How to use the UUID Validator (v1–v8, Detect Version)
Paste one UUID per line. For each, the tool checks the hyphenation pattern, version digit (the first character after the 2nd hyphen), variant bits, and structure. If it's a v1 (Gregorian timestamp), v6 (reordered v1), or v7 (Unix ms timestamp), the embedded timestamp is decoded. If it's the Nil (all zeros) or Max (all ones) UUID, the tool flags that — those are valid but special-purpose.
About UUID Validator (v1–v8, Detect Version)
UUIDs (Universally Unique Identifiers) are 128-bit values intended to be unique across space and time without coordination. Eight versions exist, defined by RFC 4122 (1–5) and RFC 9562 (6–8):
- v1 — Timestamp + MAC address. Leaks the host MAC and creation time. Rarely used today.
- v3 — MD5 hash of (namespace + name). Deterministic. Same input → same UUID.
- v4 — 122 random bits. Most common.
uuidgen,crypto.randomUUID(), most language stdlibs. - v5 — SHA-1 hash of (namespace + name). Same as v3 but with SHA-1 instead of MD5.
- v6 — Reordered v1 (timestamp in big-endian). Sortable by creation time. Not widely used.
- v7 — 48-bit Unix ms timestamp + 74 random bits. Sortable + random. Recommended for new database PKs. (See our UUIDv7 generator.)
- v8 — Custom / implementation-defined. Lets you fit your own data into the UUID format.
The variant field (bits 64-65) distinguishes RFC 4122 UUIDs (variant = 10) from older formats (Microsoft GUID variant = 11, NCS = 0x). Almost every UUID you encounter is variant 10.
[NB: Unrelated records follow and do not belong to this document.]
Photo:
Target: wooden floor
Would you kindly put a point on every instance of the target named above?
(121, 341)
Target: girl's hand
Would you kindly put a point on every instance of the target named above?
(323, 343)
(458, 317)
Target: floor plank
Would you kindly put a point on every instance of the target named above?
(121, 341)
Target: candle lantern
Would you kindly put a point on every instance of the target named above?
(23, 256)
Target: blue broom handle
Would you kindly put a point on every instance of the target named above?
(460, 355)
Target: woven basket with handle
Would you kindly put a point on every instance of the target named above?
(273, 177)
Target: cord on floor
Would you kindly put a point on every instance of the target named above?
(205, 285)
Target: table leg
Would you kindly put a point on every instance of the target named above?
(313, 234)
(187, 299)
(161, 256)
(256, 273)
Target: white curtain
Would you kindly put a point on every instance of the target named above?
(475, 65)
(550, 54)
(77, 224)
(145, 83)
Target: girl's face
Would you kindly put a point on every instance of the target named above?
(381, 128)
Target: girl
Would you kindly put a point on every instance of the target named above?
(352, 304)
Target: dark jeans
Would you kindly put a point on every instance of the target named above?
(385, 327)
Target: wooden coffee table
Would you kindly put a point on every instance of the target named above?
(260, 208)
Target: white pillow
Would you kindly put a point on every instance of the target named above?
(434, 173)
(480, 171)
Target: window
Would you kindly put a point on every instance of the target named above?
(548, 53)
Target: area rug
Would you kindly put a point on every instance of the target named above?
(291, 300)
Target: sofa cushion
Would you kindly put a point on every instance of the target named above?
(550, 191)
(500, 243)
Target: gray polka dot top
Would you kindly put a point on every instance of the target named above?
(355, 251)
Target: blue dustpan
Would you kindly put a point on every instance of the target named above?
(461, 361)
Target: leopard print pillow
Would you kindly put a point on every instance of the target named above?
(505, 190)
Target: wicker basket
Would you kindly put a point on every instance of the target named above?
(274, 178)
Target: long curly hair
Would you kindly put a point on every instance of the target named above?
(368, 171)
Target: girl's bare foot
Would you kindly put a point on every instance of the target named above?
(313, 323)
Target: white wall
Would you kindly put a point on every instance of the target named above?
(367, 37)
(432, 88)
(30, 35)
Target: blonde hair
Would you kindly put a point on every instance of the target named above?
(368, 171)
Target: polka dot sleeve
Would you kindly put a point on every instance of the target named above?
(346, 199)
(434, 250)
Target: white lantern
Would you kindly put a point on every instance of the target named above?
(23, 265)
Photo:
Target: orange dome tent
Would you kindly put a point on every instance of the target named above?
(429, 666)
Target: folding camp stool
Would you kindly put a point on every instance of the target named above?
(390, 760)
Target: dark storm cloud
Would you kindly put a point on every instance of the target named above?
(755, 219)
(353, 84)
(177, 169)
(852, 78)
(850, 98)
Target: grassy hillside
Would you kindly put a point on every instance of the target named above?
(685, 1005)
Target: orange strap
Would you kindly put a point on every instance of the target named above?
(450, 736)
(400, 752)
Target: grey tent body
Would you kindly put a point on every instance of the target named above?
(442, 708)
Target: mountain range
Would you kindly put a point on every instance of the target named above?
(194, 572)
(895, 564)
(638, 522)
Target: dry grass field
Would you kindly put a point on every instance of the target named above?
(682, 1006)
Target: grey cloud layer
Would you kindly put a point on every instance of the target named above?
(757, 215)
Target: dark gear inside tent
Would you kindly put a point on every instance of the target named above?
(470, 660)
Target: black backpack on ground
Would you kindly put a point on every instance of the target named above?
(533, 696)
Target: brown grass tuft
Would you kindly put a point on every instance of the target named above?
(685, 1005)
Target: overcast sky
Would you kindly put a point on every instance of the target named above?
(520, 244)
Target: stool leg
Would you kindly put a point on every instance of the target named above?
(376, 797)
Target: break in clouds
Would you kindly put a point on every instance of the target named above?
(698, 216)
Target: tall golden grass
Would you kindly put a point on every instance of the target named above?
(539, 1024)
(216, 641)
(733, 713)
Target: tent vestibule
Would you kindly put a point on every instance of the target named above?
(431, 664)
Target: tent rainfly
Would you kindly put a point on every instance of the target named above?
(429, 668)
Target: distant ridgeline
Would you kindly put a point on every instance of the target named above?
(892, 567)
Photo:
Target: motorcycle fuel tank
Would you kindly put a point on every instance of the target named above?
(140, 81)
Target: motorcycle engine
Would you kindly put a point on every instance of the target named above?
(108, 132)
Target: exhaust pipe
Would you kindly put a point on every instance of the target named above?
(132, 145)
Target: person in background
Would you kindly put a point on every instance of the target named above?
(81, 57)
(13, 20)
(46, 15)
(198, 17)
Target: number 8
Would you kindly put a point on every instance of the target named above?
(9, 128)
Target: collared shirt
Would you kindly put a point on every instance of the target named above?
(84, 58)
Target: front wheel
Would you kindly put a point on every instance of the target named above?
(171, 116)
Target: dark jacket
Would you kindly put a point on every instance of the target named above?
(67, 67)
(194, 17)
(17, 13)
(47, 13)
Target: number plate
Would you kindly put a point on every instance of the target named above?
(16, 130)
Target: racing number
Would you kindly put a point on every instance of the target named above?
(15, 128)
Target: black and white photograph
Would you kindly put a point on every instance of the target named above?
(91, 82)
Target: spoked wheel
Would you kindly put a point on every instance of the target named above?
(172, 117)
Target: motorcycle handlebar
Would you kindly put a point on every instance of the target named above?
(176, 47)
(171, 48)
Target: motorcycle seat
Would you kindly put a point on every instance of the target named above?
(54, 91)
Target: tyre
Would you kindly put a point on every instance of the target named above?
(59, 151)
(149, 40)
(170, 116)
The Nil UUID (00000000-0000-0000-0000-000000000000) and Max UUID (all Fs) are reserved sentinel values — valid format but explicitly defined as "no UUID assigned" and "the highest possible UUID" respectively.
Common use cases
- Debugging — figuring out which library produced a mysterious UUID in your logs (v1 leaks the timestamp, v7 reveals the millisecond of creation).
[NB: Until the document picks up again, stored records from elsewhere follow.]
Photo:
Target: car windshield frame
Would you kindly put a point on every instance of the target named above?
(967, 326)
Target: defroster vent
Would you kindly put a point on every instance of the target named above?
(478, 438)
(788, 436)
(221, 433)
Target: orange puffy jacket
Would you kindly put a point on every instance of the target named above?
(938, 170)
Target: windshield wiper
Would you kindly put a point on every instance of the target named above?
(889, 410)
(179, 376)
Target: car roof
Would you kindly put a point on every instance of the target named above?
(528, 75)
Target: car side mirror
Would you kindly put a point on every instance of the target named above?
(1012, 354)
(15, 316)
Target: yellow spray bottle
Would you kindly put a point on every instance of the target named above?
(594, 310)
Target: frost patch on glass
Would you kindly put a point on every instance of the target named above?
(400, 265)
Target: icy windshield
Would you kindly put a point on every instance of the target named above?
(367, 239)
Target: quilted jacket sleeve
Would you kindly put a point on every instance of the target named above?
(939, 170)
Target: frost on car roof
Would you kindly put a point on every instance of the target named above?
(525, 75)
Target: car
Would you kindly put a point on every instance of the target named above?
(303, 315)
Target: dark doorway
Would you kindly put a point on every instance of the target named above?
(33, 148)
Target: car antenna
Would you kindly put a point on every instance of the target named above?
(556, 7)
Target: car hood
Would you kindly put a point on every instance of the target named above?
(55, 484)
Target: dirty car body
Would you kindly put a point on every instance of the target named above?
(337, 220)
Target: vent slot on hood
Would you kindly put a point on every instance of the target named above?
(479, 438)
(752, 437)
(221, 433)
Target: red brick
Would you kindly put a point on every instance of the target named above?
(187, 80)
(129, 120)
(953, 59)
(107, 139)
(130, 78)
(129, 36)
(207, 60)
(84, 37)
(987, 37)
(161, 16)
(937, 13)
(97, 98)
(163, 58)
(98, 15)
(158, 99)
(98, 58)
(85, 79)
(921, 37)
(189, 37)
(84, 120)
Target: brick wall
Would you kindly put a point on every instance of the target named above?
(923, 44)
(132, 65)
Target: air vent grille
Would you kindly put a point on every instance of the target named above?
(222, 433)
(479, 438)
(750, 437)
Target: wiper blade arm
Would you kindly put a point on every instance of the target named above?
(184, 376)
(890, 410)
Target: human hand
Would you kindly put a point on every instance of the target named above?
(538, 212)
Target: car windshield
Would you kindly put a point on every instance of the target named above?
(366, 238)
- Database migrations — checking if a column is consistently using v4 random UUIDs vs a mix.
- Security audit — flagging v1 UUIDs in user-facing identifiers (they leak host info and creation time).
- API integration — verifying that a third-party service returns RFC 4122 UUIDs, not GUIDs or arbitrary tokens.
- Testing — pasting a list of seed-data UUIDs to confirm versions are what you expect.